Solar sails have been tested in vacuum chambers by NASA in the past, but the agency failed to successfully deploy this technology. If successful, the Ikarus will be the first craft to use solar sails in space as a primary propulsion method.
This spacecraft has cost JAXA 1.5 billion yen (around $16 million) to build. The rocket that carries it into space will also launch Japan’s first satellite to Venus.
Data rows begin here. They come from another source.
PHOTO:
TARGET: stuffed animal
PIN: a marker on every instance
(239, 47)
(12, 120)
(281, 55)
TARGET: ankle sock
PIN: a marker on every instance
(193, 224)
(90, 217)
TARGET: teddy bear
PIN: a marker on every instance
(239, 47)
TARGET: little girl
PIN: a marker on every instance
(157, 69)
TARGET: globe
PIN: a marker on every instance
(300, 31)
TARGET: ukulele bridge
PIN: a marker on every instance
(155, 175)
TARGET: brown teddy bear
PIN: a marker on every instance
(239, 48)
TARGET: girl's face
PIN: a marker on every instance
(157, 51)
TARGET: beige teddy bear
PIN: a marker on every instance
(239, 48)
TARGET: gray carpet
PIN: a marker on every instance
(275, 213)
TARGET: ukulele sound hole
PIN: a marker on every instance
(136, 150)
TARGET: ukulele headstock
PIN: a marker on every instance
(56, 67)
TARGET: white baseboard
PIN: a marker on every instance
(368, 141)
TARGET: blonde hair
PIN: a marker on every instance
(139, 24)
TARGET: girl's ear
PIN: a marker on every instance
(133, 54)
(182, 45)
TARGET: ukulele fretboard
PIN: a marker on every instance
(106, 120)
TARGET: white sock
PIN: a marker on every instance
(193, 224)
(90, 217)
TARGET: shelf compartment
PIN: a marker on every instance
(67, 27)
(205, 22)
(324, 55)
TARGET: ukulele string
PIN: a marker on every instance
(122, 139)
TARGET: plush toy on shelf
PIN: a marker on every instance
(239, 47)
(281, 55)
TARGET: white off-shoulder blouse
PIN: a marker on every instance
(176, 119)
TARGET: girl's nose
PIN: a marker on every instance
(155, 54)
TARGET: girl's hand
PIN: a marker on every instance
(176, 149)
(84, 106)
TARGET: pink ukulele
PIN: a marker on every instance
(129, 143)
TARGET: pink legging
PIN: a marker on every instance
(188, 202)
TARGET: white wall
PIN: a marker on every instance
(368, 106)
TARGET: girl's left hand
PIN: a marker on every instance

JAXA’s upcoming plans also might include sending a robot to the moon by 2015 and building a robot-staffed lunar base by 2020 at a cost of 200 billion yen ($2 billion) between now and 2020.
By way of comparison, the cost of the Apollo project was $25.4 billion, as reported in 1973 (that’s around $175 billion now), and President George H.W. Bush-era NASA proposed a $400 billion Mars mission in 1989. NASA’s future lunar mission costs were projected at $104 billion for 13 years in 2005. Other proposed low-cost lunar missions have had estimated costs of around $10 billion.
Kudos to JAXA for creating an economical and relatively resource-friendly alternative to conventional methods of space exploration. We look forward to hearing more about the Ikarus’s mission in the weeks to come.